The European Space Agency (ESA), in collaboration with NASA, released the images taken in March, showcasing the Sun’s south pole during a period of heightened solar activity.
Launched in 2020 from Florida, the Solar Orbiter was designed to provide a deeper understanding of solar phenomena, including the solar magnetic field, the solar cycle, and solar wind. Until now, all solar observations were made from Earth’s orbital plane — known as the ecliptic — which limited visibility to the Sun’s equatorial regions.

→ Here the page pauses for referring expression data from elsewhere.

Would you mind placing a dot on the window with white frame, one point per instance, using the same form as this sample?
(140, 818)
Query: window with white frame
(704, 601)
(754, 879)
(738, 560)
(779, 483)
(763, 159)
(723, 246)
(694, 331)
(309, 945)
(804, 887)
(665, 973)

To overcome this, Solar Orbiter executed a gravity assist maneuver using Venus in February, allowing it to tilt its path and observe the Sun from an angle 17 degrees below the equator. This maneuver enabled the spacecraft to capture groundbreaking images of the south pole, with data from the north pole expected to arrive in the coming weeks or months.

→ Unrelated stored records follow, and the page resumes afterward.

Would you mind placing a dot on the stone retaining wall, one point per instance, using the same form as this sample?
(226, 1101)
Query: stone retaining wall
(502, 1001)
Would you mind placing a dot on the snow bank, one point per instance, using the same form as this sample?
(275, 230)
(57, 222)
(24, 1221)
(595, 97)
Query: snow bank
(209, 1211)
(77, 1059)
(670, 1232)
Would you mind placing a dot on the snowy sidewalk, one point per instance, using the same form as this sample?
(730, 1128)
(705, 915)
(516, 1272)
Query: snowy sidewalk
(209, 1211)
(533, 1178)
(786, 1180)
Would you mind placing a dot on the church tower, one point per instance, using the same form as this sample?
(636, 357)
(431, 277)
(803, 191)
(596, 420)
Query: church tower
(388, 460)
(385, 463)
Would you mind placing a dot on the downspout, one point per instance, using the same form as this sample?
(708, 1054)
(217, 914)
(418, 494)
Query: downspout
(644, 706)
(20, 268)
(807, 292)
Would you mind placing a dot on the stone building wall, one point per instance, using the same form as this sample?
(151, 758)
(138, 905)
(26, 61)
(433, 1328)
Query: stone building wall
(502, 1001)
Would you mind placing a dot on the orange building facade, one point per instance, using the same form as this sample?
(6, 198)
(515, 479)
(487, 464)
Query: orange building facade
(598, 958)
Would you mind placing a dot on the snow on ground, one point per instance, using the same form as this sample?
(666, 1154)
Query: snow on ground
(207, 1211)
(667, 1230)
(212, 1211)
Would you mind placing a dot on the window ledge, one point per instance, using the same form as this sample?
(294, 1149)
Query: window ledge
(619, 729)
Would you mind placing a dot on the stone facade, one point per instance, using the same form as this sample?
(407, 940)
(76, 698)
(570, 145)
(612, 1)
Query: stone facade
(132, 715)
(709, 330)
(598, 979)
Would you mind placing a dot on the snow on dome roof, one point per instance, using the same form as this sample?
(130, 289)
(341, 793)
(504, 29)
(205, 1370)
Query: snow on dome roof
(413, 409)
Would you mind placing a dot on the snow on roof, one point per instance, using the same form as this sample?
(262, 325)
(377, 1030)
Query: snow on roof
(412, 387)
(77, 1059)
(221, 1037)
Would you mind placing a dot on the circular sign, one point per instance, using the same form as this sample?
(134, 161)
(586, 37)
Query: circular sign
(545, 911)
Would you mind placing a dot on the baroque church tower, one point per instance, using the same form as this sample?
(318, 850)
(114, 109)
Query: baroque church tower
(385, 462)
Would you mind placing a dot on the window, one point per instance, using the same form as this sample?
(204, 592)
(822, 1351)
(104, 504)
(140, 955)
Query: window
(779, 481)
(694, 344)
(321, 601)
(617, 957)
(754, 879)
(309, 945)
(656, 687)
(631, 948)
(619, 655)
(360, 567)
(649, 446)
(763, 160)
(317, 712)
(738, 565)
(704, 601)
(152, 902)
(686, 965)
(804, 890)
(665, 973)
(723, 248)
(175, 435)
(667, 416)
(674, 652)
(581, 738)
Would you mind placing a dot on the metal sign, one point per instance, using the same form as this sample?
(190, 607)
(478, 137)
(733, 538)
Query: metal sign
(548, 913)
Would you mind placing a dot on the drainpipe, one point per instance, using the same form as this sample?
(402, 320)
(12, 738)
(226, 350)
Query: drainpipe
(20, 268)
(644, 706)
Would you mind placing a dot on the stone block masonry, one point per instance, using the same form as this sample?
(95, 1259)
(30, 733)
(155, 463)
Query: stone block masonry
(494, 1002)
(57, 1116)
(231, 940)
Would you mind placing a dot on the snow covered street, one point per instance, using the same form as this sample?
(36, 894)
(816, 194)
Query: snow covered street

“The best is still to come. What we have seen is just a first quick peek,” said solar physicist Sami Solanki from Germany’s Max Planck Institute for Solar System Research, who leads the team operating the spacecraft’s Polarimetric and Helioseismic Imager instrument.
Solanki added, “The spacecraft observed both poles, first the south pole, then the north pole.”

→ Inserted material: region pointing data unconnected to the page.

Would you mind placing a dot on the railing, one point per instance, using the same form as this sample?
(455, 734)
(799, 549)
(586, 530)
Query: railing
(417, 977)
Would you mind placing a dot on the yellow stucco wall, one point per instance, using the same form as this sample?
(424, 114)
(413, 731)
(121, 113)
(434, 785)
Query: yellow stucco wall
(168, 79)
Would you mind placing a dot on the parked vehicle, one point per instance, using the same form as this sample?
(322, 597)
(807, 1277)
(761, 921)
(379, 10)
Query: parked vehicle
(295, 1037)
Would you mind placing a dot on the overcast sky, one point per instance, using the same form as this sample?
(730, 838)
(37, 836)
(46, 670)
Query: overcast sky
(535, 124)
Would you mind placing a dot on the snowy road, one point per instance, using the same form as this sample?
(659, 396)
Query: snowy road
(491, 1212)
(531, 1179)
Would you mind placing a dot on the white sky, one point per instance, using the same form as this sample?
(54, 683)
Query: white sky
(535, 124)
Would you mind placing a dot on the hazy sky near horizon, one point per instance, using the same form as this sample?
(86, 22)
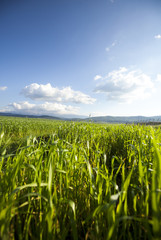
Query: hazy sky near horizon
(80, 57)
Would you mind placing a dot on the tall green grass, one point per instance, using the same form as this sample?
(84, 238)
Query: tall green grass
(65, 180)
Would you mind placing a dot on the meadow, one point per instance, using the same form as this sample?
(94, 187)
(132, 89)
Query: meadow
(77, 180)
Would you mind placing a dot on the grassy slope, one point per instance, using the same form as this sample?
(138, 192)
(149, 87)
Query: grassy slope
(62, 180)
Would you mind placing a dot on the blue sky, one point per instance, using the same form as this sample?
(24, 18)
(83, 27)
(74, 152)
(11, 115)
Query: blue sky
(80, 57)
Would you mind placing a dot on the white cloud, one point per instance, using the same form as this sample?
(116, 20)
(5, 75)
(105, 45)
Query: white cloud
(157, 36)
(158, 77)
(41, 109)
(53, 94)
(3, 88)
(97, 77)
(125, 86)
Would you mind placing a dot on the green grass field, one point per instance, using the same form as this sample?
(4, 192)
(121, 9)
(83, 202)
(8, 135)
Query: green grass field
(65, 180)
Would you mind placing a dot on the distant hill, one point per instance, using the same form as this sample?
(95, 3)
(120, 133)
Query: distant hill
(99, 119)
(29, 116)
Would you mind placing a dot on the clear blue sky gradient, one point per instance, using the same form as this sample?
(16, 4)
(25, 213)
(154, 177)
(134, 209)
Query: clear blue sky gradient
(68, 42)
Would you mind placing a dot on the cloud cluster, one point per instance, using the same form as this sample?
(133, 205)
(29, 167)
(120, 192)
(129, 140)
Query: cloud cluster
(46, 92)
(41, 109)
(123, 85)
(3, 88)
(52, 100)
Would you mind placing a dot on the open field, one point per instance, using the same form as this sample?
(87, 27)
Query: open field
(65, 180)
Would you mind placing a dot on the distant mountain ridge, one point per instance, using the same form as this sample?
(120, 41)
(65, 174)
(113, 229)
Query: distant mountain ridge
(99, 119)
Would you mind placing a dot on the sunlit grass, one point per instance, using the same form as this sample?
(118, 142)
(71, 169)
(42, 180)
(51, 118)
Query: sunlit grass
(65, 180)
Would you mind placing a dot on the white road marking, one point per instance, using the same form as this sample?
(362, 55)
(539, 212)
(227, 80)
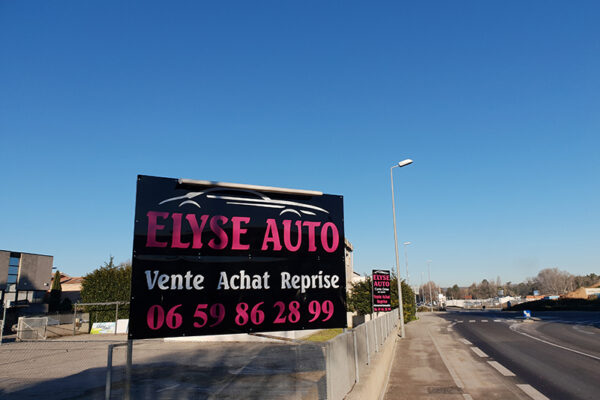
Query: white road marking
(513, 328)
(478, 351)
(168, 387)
(578, 328)
(501, 368)
(531, 392)
(454, 375)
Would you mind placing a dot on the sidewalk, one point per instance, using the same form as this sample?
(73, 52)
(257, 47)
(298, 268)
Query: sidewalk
(430, 363)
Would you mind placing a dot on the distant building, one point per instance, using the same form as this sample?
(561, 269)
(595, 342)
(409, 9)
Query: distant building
(24, 280)
(348, 249)
(70, 287)
(24, 277)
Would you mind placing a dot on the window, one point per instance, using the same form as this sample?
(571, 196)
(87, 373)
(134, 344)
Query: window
(13, 271)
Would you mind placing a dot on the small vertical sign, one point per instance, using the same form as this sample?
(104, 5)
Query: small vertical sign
(382, 299)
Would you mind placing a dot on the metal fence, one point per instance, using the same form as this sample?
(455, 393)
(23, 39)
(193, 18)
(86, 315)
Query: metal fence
(349, 354)
(74, 367)
(32, 328)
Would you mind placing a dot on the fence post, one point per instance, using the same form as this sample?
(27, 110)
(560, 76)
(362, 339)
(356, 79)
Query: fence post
(74, 317)
(375, 334)
(116, 317)
(367, 335)
(356, 374)
(127, 394)
(108, 373)
(328, 378)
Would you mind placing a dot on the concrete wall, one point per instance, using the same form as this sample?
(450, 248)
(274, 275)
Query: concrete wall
(4, 258)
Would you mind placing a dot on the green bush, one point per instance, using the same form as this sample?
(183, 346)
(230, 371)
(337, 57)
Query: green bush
(106, 284)
(359, 298)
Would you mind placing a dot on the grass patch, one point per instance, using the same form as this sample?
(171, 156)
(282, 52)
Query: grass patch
(324, 335)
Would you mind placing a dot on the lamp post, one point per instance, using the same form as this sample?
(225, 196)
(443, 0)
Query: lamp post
(430, 296)
(400, 165)
(406, 262)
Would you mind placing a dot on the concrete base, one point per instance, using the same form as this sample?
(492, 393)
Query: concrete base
(372, 384)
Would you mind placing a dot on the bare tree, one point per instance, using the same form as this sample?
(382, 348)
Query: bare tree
(554, 281)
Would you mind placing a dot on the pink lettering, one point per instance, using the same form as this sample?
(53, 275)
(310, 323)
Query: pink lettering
(335, 234)
(197, 230)
(271, 236)
(287, 228)
(153, 227)
(217, 230)
(238, 231)
(177, 232)
(311, 234)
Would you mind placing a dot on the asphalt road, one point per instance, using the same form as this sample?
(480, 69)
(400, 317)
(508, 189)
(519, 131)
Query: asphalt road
(66, 369)
(558, 353)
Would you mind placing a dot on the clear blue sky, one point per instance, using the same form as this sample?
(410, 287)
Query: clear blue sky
(497, 102)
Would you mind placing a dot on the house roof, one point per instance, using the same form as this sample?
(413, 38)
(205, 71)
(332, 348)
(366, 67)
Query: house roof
(68, 280)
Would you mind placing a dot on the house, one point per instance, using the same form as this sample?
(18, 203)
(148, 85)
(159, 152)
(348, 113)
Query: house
(70, 287)
(24, 280)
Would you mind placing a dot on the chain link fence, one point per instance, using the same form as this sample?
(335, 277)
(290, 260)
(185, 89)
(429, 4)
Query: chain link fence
(74, 367)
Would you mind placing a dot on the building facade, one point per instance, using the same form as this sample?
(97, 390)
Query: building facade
(24, 278)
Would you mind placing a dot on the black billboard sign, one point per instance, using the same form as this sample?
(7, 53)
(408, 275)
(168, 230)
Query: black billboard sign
(382, 300)
(212, 258)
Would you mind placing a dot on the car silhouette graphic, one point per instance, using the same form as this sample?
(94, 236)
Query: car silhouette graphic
(242, 197)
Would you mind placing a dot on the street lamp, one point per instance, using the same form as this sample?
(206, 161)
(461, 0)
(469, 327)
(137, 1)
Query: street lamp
(430, 296)
(400, 165)
(406, 262)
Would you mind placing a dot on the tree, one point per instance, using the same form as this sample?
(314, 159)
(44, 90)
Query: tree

The images reveal a chaotic magnetic environment at the poles, which scientists believe is linked to the current peak of the Sun’s 11-year solar cycle — a period when the magnetic field is preparing to reverse.
“Whilst the Earth has a clear north and south pole, the Solar Orbiter measurements show both north and south polarity magnetic fields are currently present at the south pole of the sun,” noted solar physicist Hamish Reid of University College London. “This happens during the maximum activity of the solar cycle when the sun’s magnetic field is about to flip.”
Reid also emphasised, “What we have been missing to really understand this (solar cycle) is what is actually happening at the top and bottom of the sun.”
The spacecraft is also studying the solar wind — a continuous stream of charged particles released from the Sun’s outer layers — and its role in forming the heliosphere, the massive bubble encompassing the solar system.
“The data that Solar Orbiter obtains during the coming years will help modelers in predicting the solar cycle,” Reid explained. “This is important for us on Earth because the sun’s activity causes solar flares and coronal mass ejections which can result in radio communication blackouts, destabilise our power grids, but also drive the sensational auroras.”
Though the Sun is about 93 million miles (149 million km) from Earth, its activity has a profound impact on our planet. Understanding its magnetic dynamics, especially at the poles, is essential to anticipating and mitigating the effects of space weather.
While the 1990s-era Ulysses mission also ventured over the Sun’s poles, it lacked optical instruments. “Ulysses, however, was blind in the sense that it did not carry any optical instruments — telescopes or cameras — and hence could only sense the solar wind passing the spacecraft directly, but could not image the sun,” Solanki explained.